Harnessing quantum computing’s potential for image processing
In the future, it is hoped that quantum computing will accelerate the process of evaluating CT data – in applications beyond this one. By making clever use of the special properties inherent in qubits, it will be possible to represent extremely large-scale image data (of the kind generated by the Gulliver system) with just a few qubits: for example, 1,024 × 1,024 pixels with 21 qubits Replacing the filter and analysis algorithms that have been the standard so far with quantum image processing algorithms would make it possible to process these huge quantities of data more efficiently.

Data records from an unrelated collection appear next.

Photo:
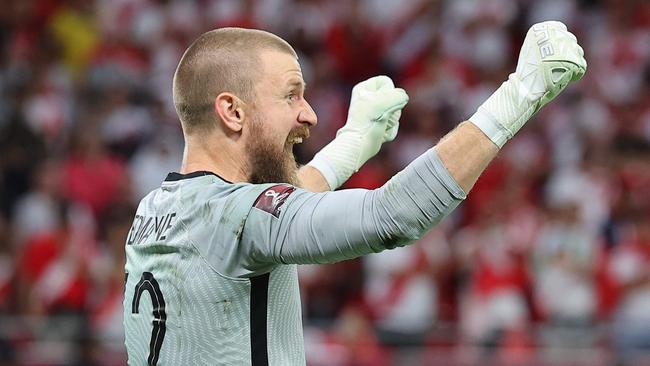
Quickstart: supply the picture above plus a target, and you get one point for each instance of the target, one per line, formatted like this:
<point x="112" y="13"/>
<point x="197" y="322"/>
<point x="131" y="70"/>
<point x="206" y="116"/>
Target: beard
<point x="270" y="162"/>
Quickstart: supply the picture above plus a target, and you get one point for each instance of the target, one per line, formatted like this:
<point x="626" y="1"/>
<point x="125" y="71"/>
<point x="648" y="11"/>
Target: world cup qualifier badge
<point x="272" y="199"/>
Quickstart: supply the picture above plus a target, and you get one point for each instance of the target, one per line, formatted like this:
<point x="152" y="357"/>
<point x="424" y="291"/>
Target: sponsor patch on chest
<point x="272" y="199"/>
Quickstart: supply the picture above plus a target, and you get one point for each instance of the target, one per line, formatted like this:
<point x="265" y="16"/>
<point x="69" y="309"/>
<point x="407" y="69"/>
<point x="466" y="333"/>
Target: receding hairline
<point x="220" y="60"/>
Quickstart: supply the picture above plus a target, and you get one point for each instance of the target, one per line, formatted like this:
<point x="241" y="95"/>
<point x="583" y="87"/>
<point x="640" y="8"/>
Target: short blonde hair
<point x="221" y="60"/>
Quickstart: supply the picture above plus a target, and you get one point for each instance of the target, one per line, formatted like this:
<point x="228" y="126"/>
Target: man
<point x="216" y="247"/>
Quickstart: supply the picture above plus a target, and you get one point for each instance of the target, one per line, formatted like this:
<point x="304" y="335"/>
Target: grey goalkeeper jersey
<point x="211" y="274"/>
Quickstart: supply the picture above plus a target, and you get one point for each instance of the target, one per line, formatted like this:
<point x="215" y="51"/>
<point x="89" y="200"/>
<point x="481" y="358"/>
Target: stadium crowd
<point x="548" y="259"/>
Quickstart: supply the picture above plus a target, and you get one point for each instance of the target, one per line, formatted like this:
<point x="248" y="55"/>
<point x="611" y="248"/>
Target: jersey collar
<point x="174" y="176"/>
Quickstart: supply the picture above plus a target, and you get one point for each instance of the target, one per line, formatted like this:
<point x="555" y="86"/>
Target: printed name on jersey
<point x="144" y="226"/>
<point x="272" y="199"/>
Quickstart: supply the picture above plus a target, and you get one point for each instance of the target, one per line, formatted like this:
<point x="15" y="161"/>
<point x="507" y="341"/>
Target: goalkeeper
<point x="216" y="247"/>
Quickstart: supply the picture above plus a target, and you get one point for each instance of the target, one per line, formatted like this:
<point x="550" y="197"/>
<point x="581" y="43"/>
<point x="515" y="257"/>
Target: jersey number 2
<point x="148" y="283"/>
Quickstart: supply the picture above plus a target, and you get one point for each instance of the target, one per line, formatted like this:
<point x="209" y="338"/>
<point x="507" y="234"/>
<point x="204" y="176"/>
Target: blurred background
<point x="546" y="263"/>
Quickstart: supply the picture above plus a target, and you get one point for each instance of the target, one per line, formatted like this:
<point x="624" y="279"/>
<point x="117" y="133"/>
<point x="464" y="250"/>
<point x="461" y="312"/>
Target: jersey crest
<point x="272" y="199"/>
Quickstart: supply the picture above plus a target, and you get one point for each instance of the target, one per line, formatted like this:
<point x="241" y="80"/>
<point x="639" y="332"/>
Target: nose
<point x="307" y="115"/>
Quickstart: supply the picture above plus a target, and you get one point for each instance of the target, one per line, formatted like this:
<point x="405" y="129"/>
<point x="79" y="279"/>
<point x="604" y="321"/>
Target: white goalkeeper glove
<point x="549" y="60"/>
<point x="373" y="118"/>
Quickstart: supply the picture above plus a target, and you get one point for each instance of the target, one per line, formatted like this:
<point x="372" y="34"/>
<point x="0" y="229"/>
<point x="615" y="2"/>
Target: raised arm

In theory, it may also be possible to reduce both memory and computing requirements exponentially.
Practically speaking, encoding images and executing algorithms involves a large number of individual quantum operations, so the results of simple image processing steps performed on small images nowadays are often noisy to the point of unrecognizable. Because of this, noise models and algorithms that require as few basic operations as possible are currently being researched by Fraunhofer ITWM and other Fraunhofer institutes, as they are in the field of quantum computing generally.